Towards accelerating Smoothed Particle Hydrodynamics simulations for free-surface flows on multi-GPU clusters

Starting from the single graphics processing unit (GPU) version of the Smoothed Particle Hydrodynamics (SPH) code DualSPHysics, a multi-GPU SPH program is developed for free-surface flows. The approach is based on a spatial decomposition technique, whereby different portions (sub-domains) of the physical system under study are assigned to different GPUs. Communication between devices is achieved with the use of Message Passing Interface (MPI) application programming interface (API) routines. The use of the sorting algorithm radix sort for inter-GPU particle migration and sub-domain halo building (which enables interaction between SPH particles of different subdomains) is described in detail. With the resulting scheme it is possible, on the one hand, to carry out simulations that could also be performed on a single GPU, but they can now be performed even faster than on one of these devices alone. On the other hand, accelerated simulations can be performed with up to 32 million particles on the current architecture, which is beyond the limitations of a single GPU due to memory constraints. A study of weak and strong scaling behaviour, speedups and efficiency of the resulting programis presented including an investigation to elucidate the computational bottlenecks. Last, possibilities for reduction of the effects of overhead on computational efficiency in future versions of our scheme are discussed.

💡 Research Summary

The paper presents a multi‑GPU extension of the SPH code DualSPHysics for simulating free‑surface flows, addressing the memory and performance limits of a single GPU. The authors adopt a spatial domain decomposition strategy: the physical domain is split into equally sized sub‑domains, each assigned to a separate GPU. Inter‑GPU communication is handled with MPI, while particle migration and halo‑region construction—critical for interactions across sub‑domain boundaries—are accelerated using a GPU‑native radix‑sort algorithm.
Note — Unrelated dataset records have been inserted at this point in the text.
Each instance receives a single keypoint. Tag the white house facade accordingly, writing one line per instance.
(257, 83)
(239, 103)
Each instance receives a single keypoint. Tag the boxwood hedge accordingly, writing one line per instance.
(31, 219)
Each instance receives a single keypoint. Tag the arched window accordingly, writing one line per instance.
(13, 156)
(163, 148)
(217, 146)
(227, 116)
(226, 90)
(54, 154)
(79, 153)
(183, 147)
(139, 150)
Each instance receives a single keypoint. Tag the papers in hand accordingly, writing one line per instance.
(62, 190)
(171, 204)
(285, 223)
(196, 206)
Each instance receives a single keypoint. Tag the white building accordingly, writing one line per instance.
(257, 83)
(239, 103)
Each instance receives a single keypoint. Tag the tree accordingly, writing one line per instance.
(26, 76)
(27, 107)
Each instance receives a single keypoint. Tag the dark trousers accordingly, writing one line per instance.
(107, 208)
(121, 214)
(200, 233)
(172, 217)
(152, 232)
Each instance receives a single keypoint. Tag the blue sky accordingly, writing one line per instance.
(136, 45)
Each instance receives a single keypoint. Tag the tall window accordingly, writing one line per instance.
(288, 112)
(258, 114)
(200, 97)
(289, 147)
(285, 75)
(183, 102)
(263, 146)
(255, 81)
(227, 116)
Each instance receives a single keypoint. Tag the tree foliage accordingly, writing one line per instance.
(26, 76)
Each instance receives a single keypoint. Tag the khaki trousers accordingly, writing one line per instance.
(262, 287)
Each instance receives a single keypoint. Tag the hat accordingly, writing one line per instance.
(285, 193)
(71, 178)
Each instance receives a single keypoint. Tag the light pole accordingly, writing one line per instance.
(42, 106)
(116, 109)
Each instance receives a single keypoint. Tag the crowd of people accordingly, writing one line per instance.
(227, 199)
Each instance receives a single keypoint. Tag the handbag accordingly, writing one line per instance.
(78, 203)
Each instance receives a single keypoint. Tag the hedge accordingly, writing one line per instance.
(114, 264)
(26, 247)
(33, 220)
Radix sort is employed to reorder particles by their IDs and spatial coordinates in O(N) time, enabling rapid identification of particles that cross sub‑domain borders and those that belong to the halo. After sorting, the halo particles are packed and exchanged with neighboring GPUs via non‑blocking MPI_Send/MPI_Recv calls. The authors overlap communication with computation by using CUDA streams and events, thereby reducing idle time. To improve memory access patterns, particle data are stored in a Structure‑of‑Arrays (SoA) layout, and only the minimal set of physical quantities needed for the halo exchange are transmitted.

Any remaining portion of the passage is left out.